Ling 431/631: Corpus Linguistics

Ben Bergen

 

Meeting 2: Design considerations and corpus types

August 27, 2007

 

Sampling and representativeness

 

Some basic statistical terminology:

·      Sample: a subset of the population to be studied (in our case, the corpus)

 

We must ensure the sample is representative of the population, or we might get a faulty picture of it.

·      Random sampling is ideal, and typical in the physical and social sciences - representativeness is ensured by randomly selecting members of the population to study. We can do this in principle if we define our target population tightly enough and have access to all of it.

o      For example, if we're interested in studying all plays published in American English in the 1990s, there's a good chance that with a lot of work we could find the entire population, and then randomly select texts of a given size from it.
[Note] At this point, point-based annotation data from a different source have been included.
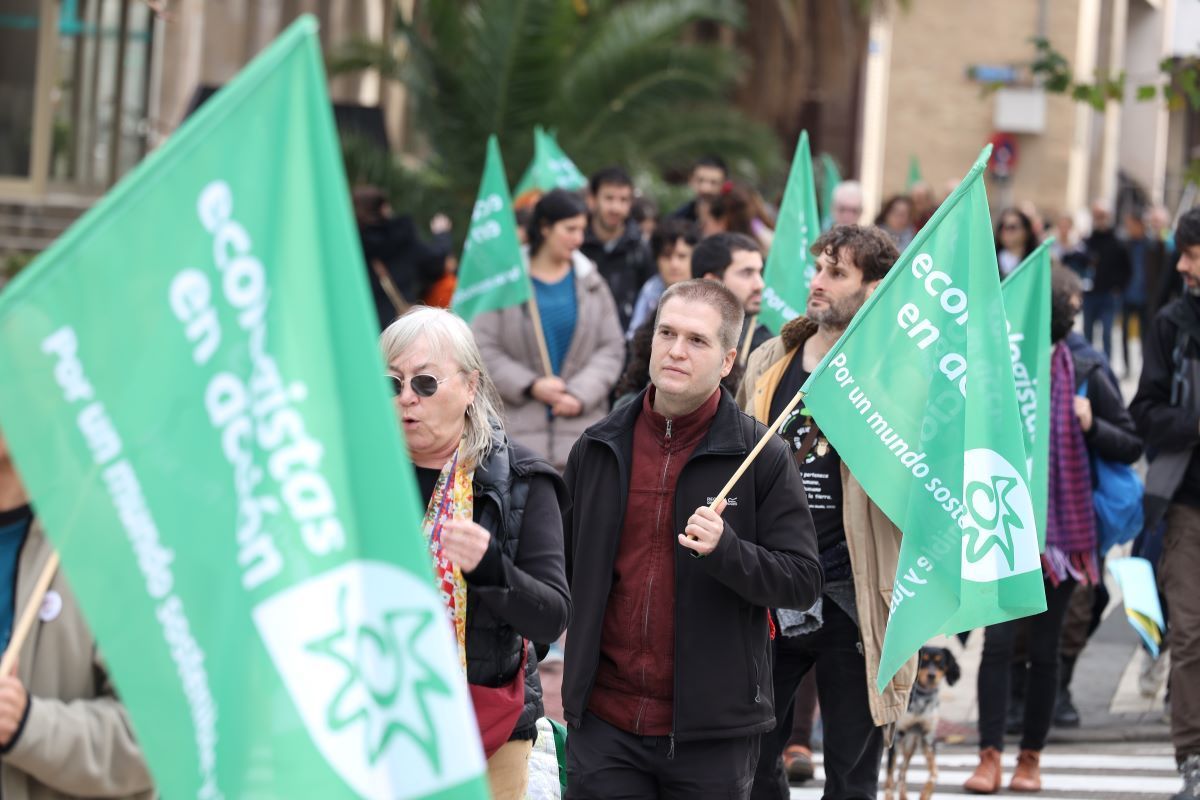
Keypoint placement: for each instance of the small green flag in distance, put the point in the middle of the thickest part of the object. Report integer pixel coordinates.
(1026, 293)
(210, 445)
(491, 274)
(913, 173)
(551, 167)
(790, 265)
(918, 398)
(829, 180)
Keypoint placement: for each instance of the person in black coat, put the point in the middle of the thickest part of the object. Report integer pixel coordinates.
(1109, 274)
(613, 240)
(493, 522)
(667, 675)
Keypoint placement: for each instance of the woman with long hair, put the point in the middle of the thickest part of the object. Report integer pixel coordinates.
(549, 409)
(493, 524)
(1015, 239)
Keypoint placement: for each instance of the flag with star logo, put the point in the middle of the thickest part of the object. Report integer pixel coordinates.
(209, 441)
(917, 396)
(790, 265)
(1026, 293)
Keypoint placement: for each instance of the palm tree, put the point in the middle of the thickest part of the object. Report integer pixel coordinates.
(619, 82)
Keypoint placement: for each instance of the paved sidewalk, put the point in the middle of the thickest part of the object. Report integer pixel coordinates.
(1104, 690)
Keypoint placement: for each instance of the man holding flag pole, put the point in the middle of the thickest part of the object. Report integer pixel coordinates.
(858, 545)
(63, 732)
(667, 684)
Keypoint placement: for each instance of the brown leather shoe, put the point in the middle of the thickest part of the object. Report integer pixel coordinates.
(1027, 776)
(987, 777)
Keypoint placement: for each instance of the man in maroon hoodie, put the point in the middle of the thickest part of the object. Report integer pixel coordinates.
(667, 683)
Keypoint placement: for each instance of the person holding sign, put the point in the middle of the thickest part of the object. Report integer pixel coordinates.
(1086, 420)
(550, 401)
(493, 522)
(63, 732)
(667, 675)
(841, 636)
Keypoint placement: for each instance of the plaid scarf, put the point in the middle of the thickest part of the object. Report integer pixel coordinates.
(453, 499)
(1071, 518)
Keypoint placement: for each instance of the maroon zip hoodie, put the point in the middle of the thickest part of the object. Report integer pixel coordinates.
(635, 680)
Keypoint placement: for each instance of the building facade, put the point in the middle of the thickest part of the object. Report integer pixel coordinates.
(930, 94)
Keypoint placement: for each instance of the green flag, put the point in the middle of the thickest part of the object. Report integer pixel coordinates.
(551, 167)
(207, 435)
(492, 274)
(913, 173)
(790, 265)
(1026, 293)
(829, 180)
(918, 398)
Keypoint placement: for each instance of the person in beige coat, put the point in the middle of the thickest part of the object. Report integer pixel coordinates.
(547, 413)
(63, 732)
(841, 636)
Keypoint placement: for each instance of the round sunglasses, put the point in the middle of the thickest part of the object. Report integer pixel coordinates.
(423, 385)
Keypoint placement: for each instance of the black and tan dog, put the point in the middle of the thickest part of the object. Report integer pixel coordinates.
(919, 722)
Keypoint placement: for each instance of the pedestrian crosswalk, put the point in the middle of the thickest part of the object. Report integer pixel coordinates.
(1102, 773)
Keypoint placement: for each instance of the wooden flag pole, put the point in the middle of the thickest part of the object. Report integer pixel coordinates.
(27, 618)
(745, 346)
(757, 449)
(540, 335)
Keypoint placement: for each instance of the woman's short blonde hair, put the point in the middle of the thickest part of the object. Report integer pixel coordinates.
(449, 337)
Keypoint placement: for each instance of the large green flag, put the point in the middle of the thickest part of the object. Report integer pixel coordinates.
(551, 168)
(829, 180)
(918, 398)
(790, 265)
(492, 274)
(1026, 293)
(195, 398)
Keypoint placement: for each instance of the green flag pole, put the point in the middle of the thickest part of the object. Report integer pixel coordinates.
(9, 663)
(757, 449)
(745, 344)
(539, 332)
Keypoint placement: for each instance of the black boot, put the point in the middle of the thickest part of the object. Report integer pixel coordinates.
(1066, 715)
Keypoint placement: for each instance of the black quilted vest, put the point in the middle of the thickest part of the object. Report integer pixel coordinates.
(502, 487)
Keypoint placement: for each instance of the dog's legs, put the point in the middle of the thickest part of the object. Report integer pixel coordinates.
(930, 746)
(892, 762)
(906, 752)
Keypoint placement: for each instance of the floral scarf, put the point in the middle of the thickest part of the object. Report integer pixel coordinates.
(453, 499)
(1071, 517)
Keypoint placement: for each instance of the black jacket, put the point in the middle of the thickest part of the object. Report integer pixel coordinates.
(1113, 435)
(625, 266)
(1165, 407)
(767, 558)
(519, 590)
(1109, 260)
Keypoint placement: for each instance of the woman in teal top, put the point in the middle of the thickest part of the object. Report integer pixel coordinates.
(581, 329)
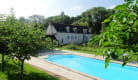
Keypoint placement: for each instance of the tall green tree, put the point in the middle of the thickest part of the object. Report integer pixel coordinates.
(6, 21)
(24, 43)
(93, 18)
(121, 33)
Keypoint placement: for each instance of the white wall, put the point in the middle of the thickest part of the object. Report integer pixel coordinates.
(71, 38)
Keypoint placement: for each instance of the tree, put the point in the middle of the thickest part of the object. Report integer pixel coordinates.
(26, 42)
(93, 18)
(5, 32)
(121, 32)
(62, 18)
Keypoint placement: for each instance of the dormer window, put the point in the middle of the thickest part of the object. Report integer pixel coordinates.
(75, 29)
(68, 29)
(85, 31)
(89, 30)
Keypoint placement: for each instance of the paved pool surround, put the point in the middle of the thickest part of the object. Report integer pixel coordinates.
(62, 71)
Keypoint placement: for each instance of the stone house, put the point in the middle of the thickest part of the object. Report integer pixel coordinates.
(68, 34)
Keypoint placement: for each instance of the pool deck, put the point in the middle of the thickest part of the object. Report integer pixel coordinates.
(62, 72)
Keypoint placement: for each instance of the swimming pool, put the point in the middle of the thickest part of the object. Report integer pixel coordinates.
(95, 67)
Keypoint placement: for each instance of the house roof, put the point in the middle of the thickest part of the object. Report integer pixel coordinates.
(62, 28)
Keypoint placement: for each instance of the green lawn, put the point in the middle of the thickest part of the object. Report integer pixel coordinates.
(31, 73)
(90, 50)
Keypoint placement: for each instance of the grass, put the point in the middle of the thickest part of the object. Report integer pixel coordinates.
(12, 72)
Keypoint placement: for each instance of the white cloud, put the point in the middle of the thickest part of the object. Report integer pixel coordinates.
(76, 8)
(112, 7)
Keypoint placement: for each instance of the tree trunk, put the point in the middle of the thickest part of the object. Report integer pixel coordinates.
(22, 68)
(2, 64)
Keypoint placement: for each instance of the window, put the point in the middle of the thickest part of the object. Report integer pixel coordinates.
(68, 29)
(75, 29)
(68, 37)
(85, 31)
(71, 37)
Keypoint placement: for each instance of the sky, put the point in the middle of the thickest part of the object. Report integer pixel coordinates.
(48, 8)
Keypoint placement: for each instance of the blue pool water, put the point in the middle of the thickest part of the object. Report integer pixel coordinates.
(96, 67)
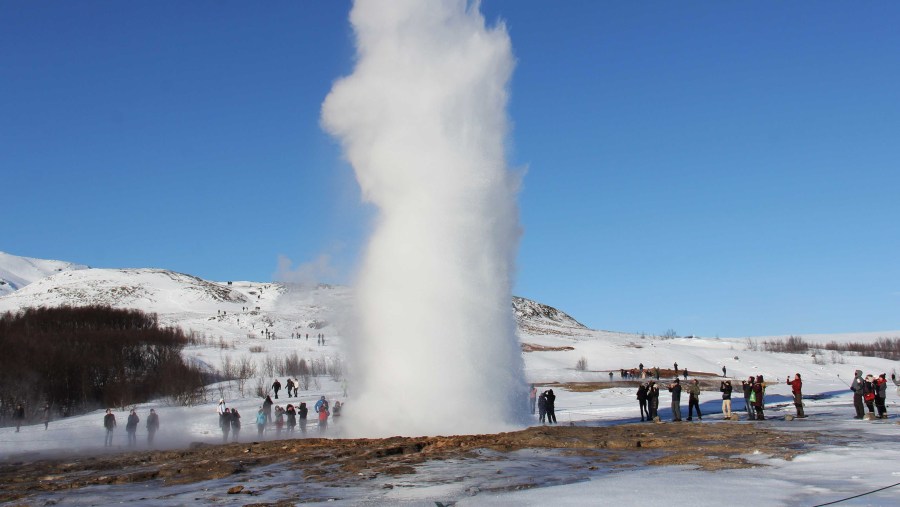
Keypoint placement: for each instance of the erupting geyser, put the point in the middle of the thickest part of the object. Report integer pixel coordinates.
(422, 120)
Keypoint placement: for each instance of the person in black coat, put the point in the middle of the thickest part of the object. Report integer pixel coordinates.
(109, 422)
(19, 415)
(642, 401)
(152, 426)
(302, 411)
(675, 389)
(131, 428)
(235, 425)
(267, 408)
(276, 386)
(747, 387)
(542, 407)
(226, 424)
(549, 405)
(652, 400)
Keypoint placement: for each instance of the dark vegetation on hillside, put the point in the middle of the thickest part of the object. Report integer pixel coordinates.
(885, 348)
(80, 359)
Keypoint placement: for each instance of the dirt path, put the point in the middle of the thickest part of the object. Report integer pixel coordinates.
(709, 445)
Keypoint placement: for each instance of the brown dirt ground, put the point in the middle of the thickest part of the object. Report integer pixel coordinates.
(709, 446)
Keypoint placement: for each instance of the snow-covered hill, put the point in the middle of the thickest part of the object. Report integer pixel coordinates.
(219, 309)
(17, 272)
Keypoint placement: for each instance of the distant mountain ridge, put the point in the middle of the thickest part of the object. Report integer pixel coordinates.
(188, 301)
(17, 272)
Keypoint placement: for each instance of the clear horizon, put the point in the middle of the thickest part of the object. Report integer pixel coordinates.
(708, 168)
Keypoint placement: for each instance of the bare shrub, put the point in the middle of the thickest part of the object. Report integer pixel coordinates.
(793, 345)
(78, 359)
(885, 348)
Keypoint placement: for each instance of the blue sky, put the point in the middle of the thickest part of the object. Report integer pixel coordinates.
(716, 168)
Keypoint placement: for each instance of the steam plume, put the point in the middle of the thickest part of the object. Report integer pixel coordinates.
(422, 120)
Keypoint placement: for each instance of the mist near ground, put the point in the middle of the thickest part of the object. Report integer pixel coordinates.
(422, 120)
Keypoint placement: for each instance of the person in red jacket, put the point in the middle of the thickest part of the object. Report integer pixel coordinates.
(796, 388)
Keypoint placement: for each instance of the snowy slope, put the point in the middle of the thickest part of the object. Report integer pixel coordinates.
(240, 314)
(17, 272)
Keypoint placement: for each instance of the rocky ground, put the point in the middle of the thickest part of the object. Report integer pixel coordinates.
(382, 462)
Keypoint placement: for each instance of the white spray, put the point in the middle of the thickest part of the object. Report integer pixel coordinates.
(423, 121)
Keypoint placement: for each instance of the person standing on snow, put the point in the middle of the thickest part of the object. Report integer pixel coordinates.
(694, 400)
(152, 426)
(226, 424)
(323, 415)
(869, 393)
(321, 403)
(857, 388)
(276, 386)
(235, 425)
(220, 409)
(267, 408)
(796, 390)
(675, 389)
(747, 386)
(652, 400)
(642, 401)
(881, 395)
(291, 414)
(261, 422)
(726, 389)
(109, 422)
(131, 428)
(542, 407)
(19, 416)
(550, 405)
(302, 412)
(758, 397)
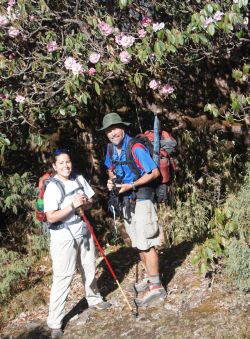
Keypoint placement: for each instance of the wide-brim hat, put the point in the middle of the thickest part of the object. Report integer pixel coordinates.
(112, 119)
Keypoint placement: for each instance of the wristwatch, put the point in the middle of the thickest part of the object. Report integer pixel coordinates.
(133, 186)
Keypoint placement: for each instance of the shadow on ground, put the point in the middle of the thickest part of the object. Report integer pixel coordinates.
(121, 262)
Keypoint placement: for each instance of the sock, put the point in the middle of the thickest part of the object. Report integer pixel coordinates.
(155, 279)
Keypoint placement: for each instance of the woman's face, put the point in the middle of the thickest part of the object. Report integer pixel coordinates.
(115, 134)
(63, 165)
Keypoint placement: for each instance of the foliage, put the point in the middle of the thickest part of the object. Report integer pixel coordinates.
(237, 264)
(66, 59)
(239, 105)
(16, 192)
(187, 221)
(229, 224)
(14, 267)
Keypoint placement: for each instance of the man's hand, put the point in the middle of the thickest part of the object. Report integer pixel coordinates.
(124, 188)
(79, 200)
(110, 185)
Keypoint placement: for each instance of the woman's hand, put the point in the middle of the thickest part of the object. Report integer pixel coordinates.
(79, 200)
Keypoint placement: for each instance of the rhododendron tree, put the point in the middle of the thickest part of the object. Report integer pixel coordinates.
(74, 59)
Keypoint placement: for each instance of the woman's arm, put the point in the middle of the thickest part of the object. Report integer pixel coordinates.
(60, 215)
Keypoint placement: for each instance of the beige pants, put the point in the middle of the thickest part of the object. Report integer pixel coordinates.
(65, 256)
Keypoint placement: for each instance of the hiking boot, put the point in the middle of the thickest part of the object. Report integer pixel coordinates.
(153, 292)
(142, 286)
(103, 305)
(56, 333)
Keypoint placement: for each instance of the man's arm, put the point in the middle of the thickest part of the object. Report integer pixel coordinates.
(145, 179)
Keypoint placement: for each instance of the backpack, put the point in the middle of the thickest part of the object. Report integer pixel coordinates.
(166, 164)
(43, 183)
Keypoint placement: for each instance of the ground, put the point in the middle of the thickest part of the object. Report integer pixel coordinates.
(196, 306)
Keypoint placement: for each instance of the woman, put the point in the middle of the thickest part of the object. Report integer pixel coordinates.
(71, 244)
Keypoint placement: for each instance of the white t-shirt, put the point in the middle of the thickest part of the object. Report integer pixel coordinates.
(52, 198)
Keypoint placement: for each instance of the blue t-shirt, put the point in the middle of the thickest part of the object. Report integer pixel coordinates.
(142, 158)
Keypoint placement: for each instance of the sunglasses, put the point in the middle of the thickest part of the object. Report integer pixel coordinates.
(59, 151)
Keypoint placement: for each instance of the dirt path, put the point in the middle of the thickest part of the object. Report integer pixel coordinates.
(195, 307)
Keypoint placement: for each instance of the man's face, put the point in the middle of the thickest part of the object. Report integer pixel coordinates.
(115, 134)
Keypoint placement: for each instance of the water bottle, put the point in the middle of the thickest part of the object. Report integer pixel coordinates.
(39, 204)
(40, 215)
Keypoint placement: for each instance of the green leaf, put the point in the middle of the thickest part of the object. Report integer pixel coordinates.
(123, 3)
(97, 88)
(209, 253)
(203, 267)
(195, 259)
(211, 29)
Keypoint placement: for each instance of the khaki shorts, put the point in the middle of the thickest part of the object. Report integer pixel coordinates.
(143, 228)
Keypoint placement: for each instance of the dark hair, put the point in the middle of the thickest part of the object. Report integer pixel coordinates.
(59, 151)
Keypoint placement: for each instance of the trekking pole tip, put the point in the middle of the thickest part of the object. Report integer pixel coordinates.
(135, 314)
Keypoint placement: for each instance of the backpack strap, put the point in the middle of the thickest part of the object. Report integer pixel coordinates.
(131, 158)
(60, 186)
(110, 151)
(60, 224)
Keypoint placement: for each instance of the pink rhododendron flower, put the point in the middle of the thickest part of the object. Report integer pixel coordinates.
(158, 26)
(125, 41)
(142, 33)
(69, 62)
(92, 71)
(11, 3)
(77, 68)
(153, 84)
(13, 32)
(20, 99)
(105, 28)
(3, 20)
(208, 21)
(246, 20)
(218, 15)
(125, 57)
(94, 57)
(146, 21)
(52, 46)
(166, 89)
(12, 56)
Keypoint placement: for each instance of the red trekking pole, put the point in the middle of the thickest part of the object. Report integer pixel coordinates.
(105, 258)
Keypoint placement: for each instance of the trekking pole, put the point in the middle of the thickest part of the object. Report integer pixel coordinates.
(106, 260)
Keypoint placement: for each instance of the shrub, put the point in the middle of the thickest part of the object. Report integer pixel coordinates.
(237, 264)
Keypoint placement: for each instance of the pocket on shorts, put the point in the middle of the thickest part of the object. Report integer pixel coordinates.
(148, 220)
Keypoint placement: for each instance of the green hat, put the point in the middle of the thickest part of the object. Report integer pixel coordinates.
(112, 119)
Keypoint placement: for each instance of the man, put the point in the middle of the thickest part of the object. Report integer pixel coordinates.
(140, 221)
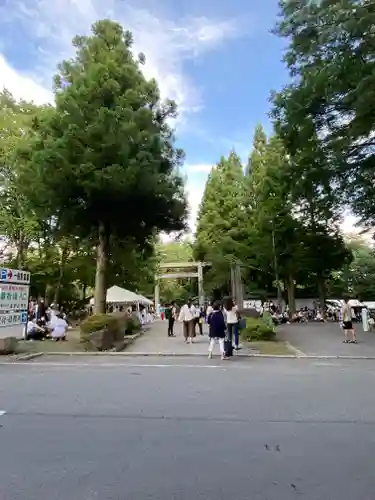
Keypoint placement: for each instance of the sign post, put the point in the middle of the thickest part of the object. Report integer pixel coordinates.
(14, 299)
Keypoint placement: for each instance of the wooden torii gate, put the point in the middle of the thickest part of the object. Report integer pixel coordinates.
(177, 267)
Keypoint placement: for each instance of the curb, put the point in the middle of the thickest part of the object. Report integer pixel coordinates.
(296, 351)
(27, 357)
(181, 355)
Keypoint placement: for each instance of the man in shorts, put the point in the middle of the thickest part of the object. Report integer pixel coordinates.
(347, 323)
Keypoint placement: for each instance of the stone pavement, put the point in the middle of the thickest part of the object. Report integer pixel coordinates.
(325, 339)
(155, 340)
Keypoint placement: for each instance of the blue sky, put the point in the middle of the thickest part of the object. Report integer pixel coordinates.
(216, 58)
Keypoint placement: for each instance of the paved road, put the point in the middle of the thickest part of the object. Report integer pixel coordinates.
(326, 339)
(260, 429)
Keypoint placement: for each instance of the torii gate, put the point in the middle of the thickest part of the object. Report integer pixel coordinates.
(197, 273)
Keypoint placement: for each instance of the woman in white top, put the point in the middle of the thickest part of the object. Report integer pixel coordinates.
(60, 327)
(231, 315)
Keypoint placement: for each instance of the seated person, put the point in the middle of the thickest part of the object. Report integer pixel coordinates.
(33, 330)
(60, 327)
(319, 317)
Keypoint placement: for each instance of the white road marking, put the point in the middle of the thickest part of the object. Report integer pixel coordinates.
(110, 365)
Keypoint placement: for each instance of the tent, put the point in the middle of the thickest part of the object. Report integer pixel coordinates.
(118, 295)
(145, 301)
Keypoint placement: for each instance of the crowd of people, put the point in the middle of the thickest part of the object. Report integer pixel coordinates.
(45, 322)
(222, 317)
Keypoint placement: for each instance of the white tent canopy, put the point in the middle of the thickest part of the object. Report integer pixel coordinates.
(118, 295)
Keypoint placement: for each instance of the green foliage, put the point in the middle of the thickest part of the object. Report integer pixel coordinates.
(132, 325)
(110, 148)
(221, 227)
(98, 322)
(326, 116)
(258, 329)
(178, 290)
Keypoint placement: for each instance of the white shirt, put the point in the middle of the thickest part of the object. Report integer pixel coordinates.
(346, 312)
(60, 326)
(30, 326)
(187, 313)
(232, 315)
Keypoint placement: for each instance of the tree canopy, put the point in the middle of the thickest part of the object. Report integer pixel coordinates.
(103, 162)
(327, 111)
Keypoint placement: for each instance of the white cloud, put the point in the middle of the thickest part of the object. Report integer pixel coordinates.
(51, 25)
(200, 168)
(22, 86)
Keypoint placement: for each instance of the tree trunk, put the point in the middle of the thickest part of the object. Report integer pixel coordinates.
(276, 270)
(291, 298)
(21, 248)
(101, 270)
(322, 293)
(64, 256)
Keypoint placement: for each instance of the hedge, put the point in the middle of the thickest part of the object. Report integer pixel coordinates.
(258, 329)
(114, 327)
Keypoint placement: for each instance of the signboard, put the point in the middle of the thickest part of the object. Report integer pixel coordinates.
(13, 297)
(14, 276)
(11, 319)
(252, 304)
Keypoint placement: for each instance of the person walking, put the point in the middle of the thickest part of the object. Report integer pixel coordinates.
(170, 313)
(187, 316)
(232, 319)
(347, 323)
(201, 320)
(217, 330)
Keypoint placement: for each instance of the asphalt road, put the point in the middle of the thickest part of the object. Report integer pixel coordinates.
(325, 339)
(254, 429)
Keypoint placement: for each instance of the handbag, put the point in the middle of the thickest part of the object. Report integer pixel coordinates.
(242, 323)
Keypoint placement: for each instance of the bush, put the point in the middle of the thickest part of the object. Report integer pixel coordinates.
(258, 329)
(104, 331)
(98, 322)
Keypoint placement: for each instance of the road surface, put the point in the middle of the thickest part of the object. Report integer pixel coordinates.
(156, 429)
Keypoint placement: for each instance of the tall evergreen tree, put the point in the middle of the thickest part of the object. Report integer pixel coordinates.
(221, 228)
(111, 150)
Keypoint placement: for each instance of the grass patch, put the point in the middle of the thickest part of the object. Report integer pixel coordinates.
(71, 344)
(274, 347)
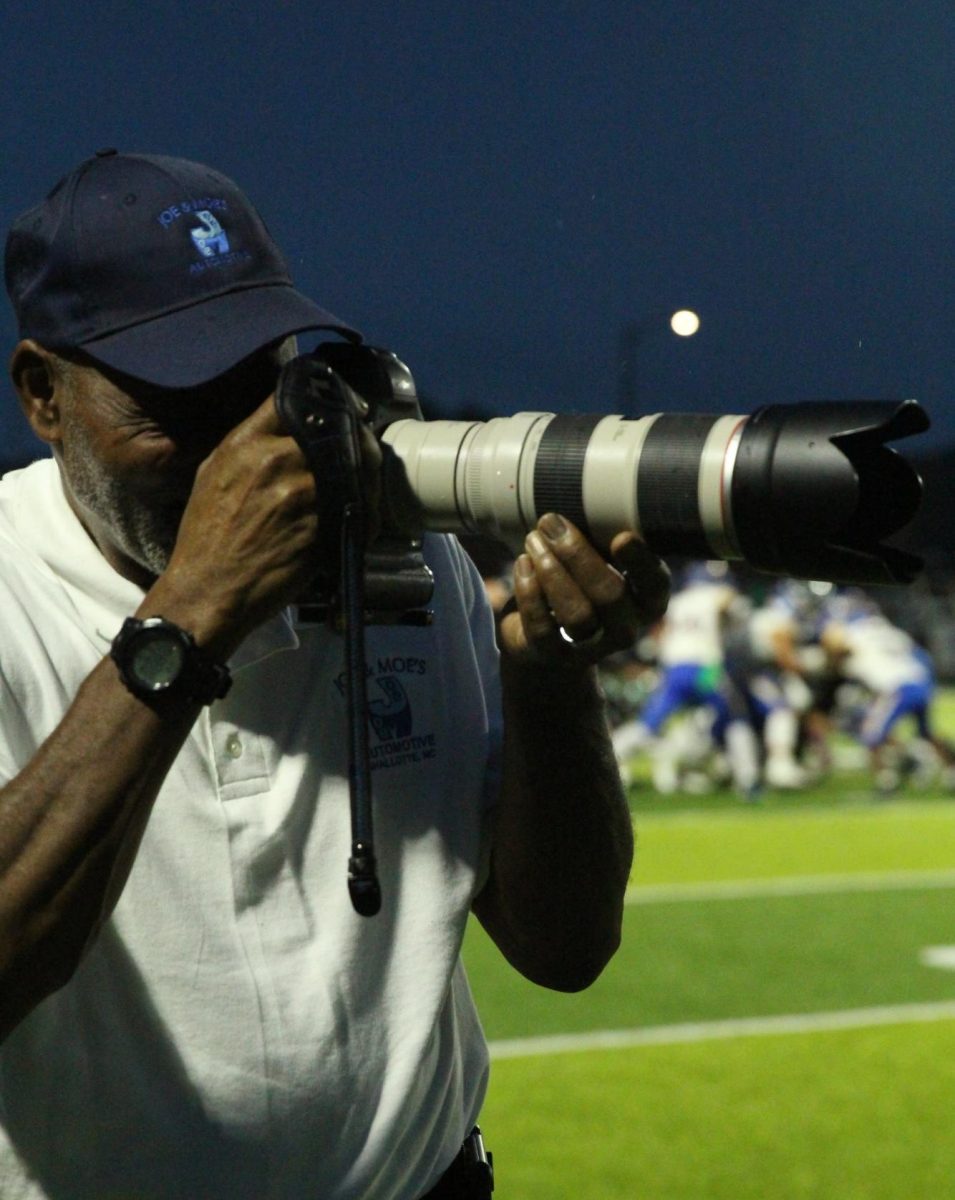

o      However, we often can't sample randomly; as recording and encoding of language data takes lots of resources and targeted effort.

·      Instead, we often make sure the corpus is roughly equivalent to the target population using demographic sampling. This is how surveys often work - given that you know what percentage of the population is female, you can ensure that your survey has roughly the same percentage of female respondents. For us, the relevant demographics fall along a number of dimensions:

o      author. We can't learn about English from looking just at Dickens, so instead we take data from many writers/speakers

o      sociolinguistic variables (age, gender, register, domain) can be controlled for by selecting a demographically valid set of speakers/writers (see BNC, where they gave people tape recorders, and also included a broad set of domains, like interviews and presentations)

o      variety (are you interested in just normative speech? just one dialect? multiple ones?). One approach, advocated by Biber, uses strata - types of language (like fiction, newspapers, speeches, etc.) and then samples within them. This is somewhat controversial because it involves the analyst's impression of what the strata are, but it's probably beneficial overall, especially for purposes of transparency.

o      medium (spoken, written, read, other?) The BNC has roughly 10% spoken material.

 

Size

 

How big should a corpus be, to be a representative sample? It depends on what you want to do with it.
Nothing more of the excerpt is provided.